Our job, as anthropologists, ethnographers, consumers of news, U.S. citizens, is to search for the deepest turtle we can possibly find. While this certainly means hard work beyond passive consumption, there is also a baseline of knowledge (a permanent deeper turtle) that sets off alarm bells when an analysis doesn’t seem correct. This could be an understanding of the legal system or any other socio-political structure in the U.S. This type of knowledge means that we don’t always have to reinvent the wheel digging for turtles, since we will automatically know that these types of turtles are under the water, propping up the top.
Shortly after the “fake news” terminology hit the mainstream, the President effectively appropriated the term, applying it to any network with a perceived bias.[5] CNN, the New York Times, and the Washington Post became “fake news” largely because the turtles they dug up were not the turtles that the administration wanted the public to see.[6] This, of course, is a markedly different definition than the original, and raises a great number of troubling questions for citizens on all sides of the aisle who believe in a free press.
In both cases, “fake news” is often a misleading term (although not always![7]). The first type of media discussed here might be better called “news so shallow as to be misleading,” or “extremely pared-down news with vital details omitted.” This type discredits the reader, giving them inaccurate information under the surface-sheen of truth.

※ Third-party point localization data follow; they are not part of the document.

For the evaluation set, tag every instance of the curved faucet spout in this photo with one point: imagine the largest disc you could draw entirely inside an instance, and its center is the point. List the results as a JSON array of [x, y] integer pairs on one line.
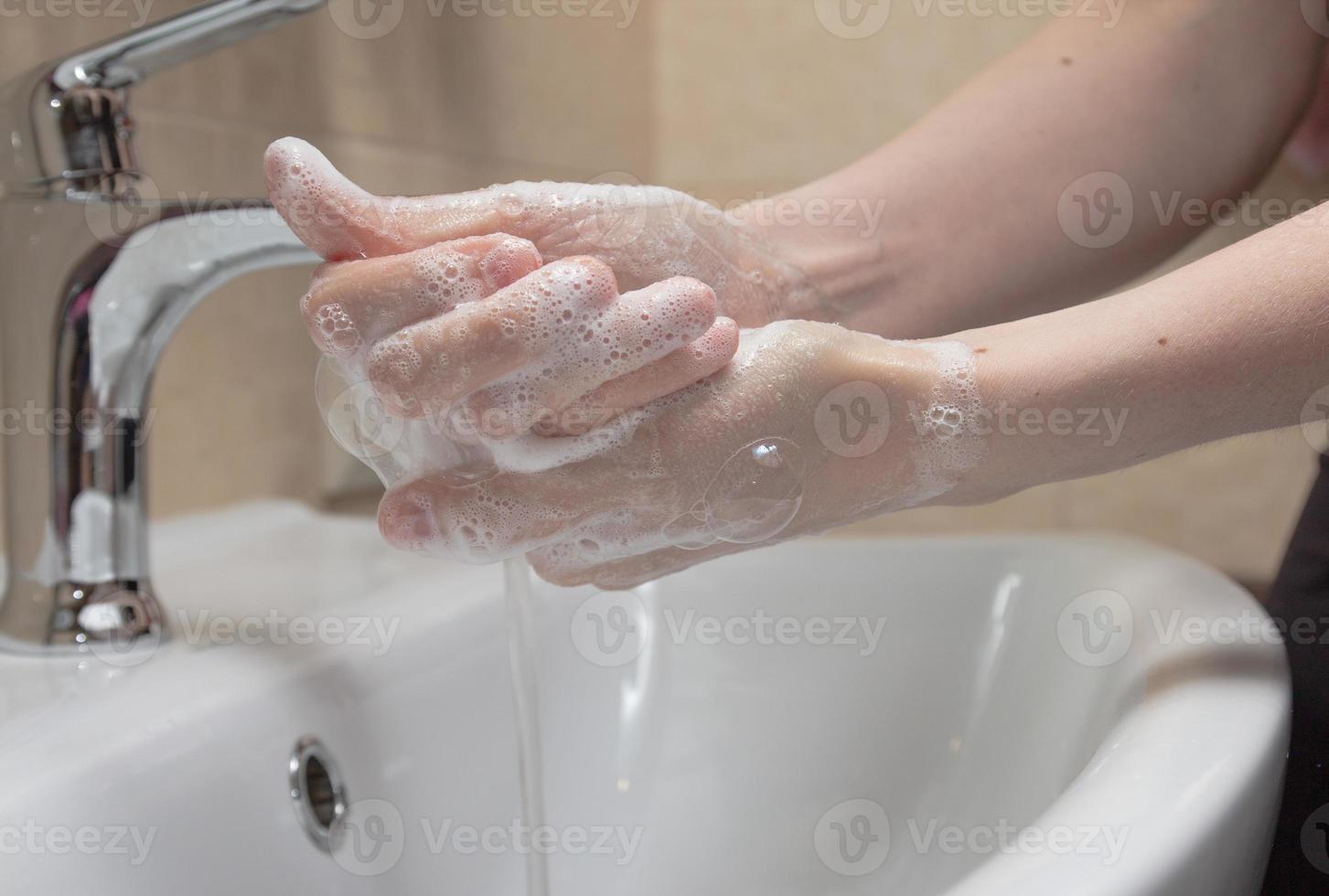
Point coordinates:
[[78, 548]]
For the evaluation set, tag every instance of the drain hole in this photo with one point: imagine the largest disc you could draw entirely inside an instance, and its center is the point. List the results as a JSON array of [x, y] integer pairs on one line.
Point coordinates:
[[317, 793]]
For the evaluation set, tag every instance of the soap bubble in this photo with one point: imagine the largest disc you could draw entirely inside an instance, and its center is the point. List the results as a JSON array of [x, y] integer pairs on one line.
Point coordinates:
[[355, 415], [753, 498]]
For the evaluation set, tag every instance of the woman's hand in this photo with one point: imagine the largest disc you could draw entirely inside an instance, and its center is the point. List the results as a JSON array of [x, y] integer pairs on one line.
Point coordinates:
[[811, 426], [622, 441], [643, 233]]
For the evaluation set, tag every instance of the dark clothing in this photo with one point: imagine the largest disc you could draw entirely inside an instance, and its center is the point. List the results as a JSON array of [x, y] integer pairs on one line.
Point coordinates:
[[1302, 591]]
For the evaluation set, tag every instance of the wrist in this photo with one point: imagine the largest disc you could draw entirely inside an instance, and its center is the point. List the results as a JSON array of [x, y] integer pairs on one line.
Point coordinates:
[[831, 246]]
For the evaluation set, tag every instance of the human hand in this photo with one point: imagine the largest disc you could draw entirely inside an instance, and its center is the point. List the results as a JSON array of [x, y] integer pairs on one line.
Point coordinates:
[[751, 454], [643, 233], [697, 457]]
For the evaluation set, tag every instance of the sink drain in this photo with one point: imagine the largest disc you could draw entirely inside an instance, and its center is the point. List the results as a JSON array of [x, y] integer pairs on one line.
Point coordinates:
[[317, 793]]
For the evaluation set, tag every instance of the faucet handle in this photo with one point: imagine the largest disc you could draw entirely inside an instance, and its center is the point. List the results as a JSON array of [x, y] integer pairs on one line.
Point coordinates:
[[65, 123], [126, 60]]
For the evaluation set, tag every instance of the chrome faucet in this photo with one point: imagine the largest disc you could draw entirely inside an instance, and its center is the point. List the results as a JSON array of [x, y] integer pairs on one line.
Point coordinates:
[[94, 280]]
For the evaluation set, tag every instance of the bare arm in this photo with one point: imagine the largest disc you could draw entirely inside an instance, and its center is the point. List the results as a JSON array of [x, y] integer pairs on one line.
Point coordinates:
[[1234, 343], [1180, 97]]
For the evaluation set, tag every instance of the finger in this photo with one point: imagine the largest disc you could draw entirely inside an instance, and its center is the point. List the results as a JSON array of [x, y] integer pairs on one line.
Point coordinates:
[[340, 221], [427, 368], [571, 564], [631, 336], [352, 304], [678, 369], [500, 517], [536, 346]]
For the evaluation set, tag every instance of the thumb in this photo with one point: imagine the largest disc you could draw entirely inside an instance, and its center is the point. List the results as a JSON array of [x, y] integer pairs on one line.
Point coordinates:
[[339, 221]]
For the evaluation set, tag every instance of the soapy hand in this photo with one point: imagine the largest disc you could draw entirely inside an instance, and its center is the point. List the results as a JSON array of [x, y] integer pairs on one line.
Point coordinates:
[[643, 233], [686, 456], [751, 454]]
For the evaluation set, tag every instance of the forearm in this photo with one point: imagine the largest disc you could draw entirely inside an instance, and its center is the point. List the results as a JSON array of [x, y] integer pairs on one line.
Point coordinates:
[[1234, 343], [1184, 97]]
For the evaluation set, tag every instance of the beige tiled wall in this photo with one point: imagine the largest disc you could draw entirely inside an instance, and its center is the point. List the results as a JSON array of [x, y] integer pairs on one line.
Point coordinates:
[[726, 99]]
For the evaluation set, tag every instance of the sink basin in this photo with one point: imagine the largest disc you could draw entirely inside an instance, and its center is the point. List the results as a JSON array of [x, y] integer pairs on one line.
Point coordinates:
[[968, 717]]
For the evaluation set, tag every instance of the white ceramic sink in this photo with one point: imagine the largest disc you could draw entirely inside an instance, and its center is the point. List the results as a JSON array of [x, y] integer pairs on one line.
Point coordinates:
[[727, 730]]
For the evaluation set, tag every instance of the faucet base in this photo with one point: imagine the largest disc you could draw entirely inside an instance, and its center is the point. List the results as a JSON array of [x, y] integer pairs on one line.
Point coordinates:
[[80, 615]]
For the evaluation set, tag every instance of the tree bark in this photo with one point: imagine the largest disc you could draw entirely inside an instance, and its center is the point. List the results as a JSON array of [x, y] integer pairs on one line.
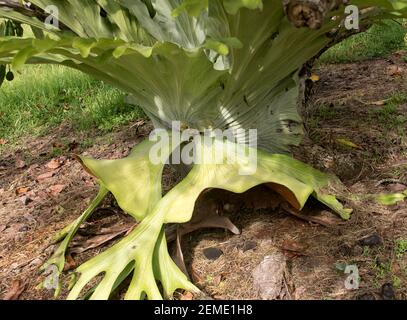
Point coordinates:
[[310, 13]]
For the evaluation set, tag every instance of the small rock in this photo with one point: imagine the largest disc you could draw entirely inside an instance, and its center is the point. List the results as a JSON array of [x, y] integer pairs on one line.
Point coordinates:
[[357, 250], [268, 276], [212, 253], [25, 200], [372, 240], [387, 292], [35, 263], [366, 296], [397, 187], [249, 245]]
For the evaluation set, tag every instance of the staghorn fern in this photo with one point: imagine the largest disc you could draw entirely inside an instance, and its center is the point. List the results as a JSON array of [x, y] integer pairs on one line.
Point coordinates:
[[210, 64]]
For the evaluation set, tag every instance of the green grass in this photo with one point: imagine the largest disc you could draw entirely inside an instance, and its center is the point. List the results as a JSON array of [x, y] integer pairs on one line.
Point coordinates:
[[389, 116], [400, 247], [380, 40], [42, 97]]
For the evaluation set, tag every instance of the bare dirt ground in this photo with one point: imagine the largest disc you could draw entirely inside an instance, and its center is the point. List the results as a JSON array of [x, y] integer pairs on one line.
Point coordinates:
[[42, 189]]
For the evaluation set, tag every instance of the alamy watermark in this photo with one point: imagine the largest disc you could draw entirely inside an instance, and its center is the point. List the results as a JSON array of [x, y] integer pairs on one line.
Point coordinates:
[[208, 147]]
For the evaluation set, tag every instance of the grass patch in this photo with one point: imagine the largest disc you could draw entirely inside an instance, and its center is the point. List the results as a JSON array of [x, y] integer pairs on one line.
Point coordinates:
[[389, 116], [42, 97], [400, 248], [380, 40]]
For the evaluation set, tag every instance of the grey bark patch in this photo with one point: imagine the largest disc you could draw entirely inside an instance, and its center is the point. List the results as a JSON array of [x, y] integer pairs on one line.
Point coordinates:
[[212, 253], [268, 276]]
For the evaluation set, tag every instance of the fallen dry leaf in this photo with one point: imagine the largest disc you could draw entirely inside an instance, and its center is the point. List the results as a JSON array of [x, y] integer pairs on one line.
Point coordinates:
[[187, 296], [293, 246], [70, 263], [22, 190], [394, 70], [20, 164], [107, 234], [45, 175], [16, 289], [314, 78], [378, 102], [268, 276], [54, 164], [56, 189]]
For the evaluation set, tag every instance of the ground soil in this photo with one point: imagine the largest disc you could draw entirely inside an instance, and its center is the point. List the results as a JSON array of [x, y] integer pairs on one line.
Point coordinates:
[[34, 206]]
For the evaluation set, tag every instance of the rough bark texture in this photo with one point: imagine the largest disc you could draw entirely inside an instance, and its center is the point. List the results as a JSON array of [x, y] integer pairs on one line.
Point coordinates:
[[19, 7], [310, 13]]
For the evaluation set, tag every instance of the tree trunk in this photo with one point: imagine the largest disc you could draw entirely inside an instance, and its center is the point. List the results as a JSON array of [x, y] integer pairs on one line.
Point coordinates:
[[310, 13]]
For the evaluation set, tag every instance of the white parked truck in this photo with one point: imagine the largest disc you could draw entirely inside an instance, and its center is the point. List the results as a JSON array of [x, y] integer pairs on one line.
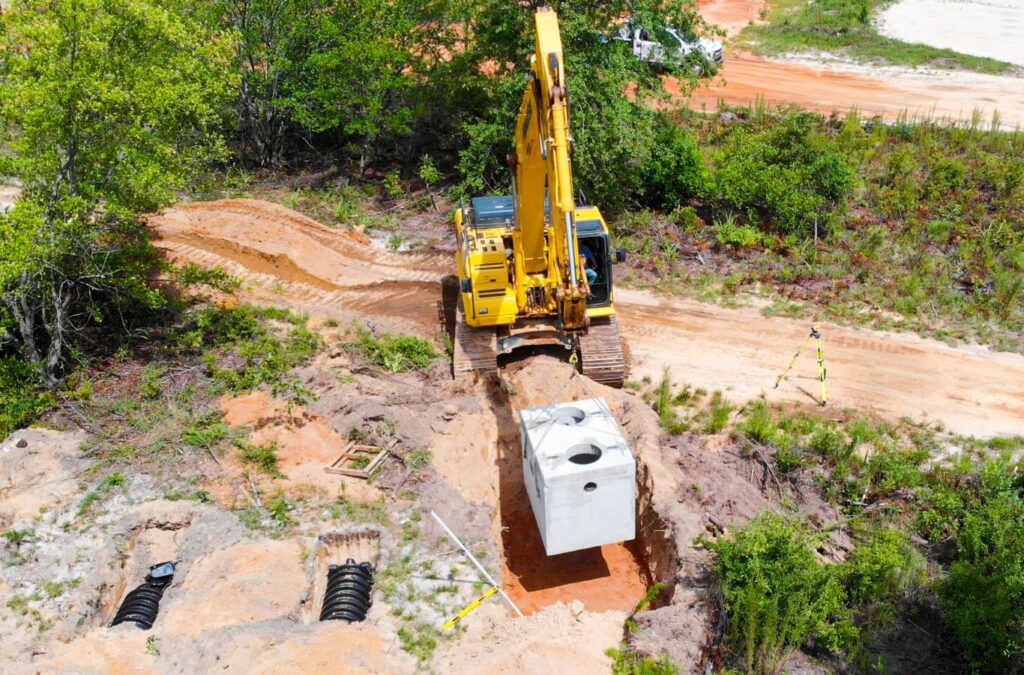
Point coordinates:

The second type might be “news that may have been illegally leaked but is nonetheless solid.”[8] This type discredits the media by labeling something that may just be inconvenient as untrue.
I believe that this whole phenomenon is so uncomfortable because it has exposed to the general public the fact that the “truth,” whatever it is, is extremely difficult to know; the truth weaves and shimmers and changes completely, and there are individuals who are able to take advantage of this malleability. I have been surprised that, in ethnomusicology, ethics are typically addressed from the good-faith perspective that the researcher always wants to do what is right, and this thin protection, the goodness of the ethnographer, is all that stands between anthropology and disastrous appropriation, or worse.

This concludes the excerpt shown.